Pro-Kremlin leftists are particularly censorious when it comes to US corporate media and government announcements, yet they relax this criticism when faced with Russian government media. Despite being funded and operated by an autocratic, right-wing government, pockets of radical leftists still read and relay the pro-Russian propaganda that is spouted by the official Kremlin outlet. As well as private, right-wing and pro-Russian outlets like Slavyangrad and Vineyardsaker. All of these propaganda channels revel in sharing revolting, anti-Ukrainian stories. For example, in July 2014, the far-right Russian philosopher Alexander Dugin, claimed that Ukrainian troops had crucified a child, while Russia Today alleged that the Ukrainian government was indoctrinating children with Nazi slogans and carrying out a mission of ethnic cleansing in the Donbas region. Both stories were read by thousands of people before being exposed as lies and taken down.

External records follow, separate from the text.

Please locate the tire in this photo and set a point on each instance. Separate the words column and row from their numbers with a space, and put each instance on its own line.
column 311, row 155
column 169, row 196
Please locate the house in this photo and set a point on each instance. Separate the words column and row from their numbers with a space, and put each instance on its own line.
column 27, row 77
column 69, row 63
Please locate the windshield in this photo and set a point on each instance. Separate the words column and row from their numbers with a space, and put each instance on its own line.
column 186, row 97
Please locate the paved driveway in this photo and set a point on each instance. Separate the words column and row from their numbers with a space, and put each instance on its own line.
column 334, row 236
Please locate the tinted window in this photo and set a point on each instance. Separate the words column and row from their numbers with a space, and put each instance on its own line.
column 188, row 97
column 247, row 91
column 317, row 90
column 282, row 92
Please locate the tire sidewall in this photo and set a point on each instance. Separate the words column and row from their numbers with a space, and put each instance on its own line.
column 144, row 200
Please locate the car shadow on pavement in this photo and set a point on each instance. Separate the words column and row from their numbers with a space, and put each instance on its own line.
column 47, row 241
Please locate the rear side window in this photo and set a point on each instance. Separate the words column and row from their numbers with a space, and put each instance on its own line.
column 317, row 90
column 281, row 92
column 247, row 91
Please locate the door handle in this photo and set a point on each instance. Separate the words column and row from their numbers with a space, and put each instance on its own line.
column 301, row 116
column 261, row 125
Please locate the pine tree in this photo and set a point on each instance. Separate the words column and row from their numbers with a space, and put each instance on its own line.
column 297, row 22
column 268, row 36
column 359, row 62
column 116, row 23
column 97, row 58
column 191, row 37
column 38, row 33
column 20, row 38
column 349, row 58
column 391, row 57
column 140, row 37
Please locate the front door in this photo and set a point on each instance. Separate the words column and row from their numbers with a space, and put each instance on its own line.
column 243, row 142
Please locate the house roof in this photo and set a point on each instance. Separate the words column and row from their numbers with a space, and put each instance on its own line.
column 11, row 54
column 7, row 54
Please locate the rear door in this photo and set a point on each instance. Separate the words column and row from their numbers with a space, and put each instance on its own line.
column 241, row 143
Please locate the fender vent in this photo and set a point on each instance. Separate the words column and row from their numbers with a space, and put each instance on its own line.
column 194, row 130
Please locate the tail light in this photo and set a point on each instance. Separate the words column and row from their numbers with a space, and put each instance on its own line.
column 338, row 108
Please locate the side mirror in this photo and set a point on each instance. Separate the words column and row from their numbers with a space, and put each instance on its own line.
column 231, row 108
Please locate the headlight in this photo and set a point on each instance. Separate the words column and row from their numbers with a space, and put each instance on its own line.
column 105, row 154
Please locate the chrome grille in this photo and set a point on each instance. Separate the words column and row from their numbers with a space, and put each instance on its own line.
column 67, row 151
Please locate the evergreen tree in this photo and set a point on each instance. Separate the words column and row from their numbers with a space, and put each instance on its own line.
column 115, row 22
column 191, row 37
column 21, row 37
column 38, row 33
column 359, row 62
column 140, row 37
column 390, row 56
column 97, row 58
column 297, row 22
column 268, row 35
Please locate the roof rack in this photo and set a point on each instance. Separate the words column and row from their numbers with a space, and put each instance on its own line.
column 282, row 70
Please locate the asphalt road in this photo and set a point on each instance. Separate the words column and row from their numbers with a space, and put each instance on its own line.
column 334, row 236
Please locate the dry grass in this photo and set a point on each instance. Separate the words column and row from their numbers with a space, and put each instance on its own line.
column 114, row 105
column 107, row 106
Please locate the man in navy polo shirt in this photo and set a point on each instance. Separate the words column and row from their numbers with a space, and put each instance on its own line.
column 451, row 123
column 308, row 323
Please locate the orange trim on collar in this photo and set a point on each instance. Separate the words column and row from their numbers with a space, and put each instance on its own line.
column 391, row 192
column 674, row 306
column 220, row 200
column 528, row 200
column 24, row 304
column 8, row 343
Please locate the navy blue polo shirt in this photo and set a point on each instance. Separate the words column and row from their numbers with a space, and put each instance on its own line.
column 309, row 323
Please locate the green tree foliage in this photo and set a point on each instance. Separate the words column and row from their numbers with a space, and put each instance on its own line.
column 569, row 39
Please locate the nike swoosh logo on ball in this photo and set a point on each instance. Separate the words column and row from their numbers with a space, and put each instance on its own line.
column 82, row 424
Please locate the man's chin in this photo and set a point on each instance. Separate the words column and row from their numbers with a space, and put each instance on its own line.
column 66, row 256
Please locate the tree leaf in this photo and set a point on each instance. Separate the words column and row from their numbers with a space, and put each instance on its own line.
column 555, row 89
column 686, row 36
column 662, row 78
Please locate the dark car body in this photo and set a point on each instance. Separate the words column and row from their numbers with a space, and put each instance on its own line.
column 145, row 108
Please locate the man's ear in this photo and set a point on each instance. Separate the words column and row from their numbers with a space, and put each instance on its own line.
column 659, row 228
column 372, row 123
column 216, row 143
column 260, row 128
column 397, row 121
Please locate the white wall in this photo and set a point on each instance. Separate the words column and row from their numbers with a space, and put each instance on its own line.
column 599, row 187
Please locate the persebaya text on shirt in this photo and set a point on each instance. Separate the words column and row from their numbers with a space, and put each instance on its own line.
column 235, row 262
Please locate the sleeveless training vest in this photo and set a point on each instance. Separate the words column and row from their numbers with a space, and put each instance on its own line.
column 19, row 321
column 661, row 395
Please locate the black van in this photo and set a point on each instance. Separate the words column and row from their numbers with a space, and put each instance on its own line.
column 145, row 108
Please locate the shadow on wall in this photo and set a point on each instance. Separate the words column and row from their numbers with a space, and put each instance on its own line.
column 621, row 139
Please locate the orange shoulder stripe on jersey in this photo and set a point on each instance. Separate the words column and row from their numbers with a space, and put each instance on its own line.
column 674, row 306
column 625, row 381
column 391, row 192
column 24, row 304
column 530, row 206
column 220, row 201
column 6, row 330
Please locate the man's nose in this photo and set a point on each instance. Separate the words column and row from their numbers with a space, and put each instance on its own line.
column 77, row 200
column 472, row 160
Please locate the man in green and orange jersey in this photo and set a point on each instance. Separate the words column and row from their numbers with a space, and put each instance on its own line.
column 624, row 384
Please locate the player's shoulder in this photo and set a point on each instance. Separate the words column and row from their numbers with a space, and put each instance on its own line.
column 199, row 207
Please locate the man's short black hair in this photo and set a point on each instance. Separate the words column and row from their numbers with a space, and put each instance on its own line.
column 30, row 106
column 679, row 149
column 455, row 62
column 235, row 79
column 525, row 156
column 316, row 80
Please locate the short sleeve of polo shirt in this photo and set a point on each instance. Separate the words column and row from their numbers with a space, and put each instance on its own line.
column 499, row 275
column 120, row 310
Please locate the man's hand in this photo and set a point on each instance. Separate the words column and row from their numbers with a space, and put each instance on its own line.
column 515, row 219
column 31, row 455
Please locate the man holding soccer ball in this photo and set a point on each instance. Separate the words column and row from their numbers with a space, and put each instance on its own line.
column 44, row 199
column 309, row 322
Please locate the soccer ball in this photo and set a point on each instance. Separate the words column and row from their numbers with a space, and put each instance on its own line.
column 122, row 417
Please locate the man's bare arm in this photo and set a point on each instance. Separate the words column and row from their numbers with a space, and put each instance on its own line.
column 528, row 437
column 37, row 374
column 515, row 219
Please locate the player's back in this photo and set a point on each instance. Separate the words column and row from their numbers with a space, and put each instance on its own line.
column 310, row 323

As we can see, a cacophony of castigations surrounds the Russia-Ukraine question, and indeed the current invasion. The American right is using it as an opportunity to call out the post-material arguments of the American left, whilst other right-wing commentators, along with radical leftists, blame the ever East-bound, imperialist policies of the EU, NATO and the USA. There is a trend here that seems fairly consistent: support for Putin and his expansionist politics seems to be synonymous with a profound animosity towards the United States. Thus, the largest gland from which Putin supporters draw their venom, might be the one filled with anti-Americanism.
Matthew Norman is a freelance journalist and essayist.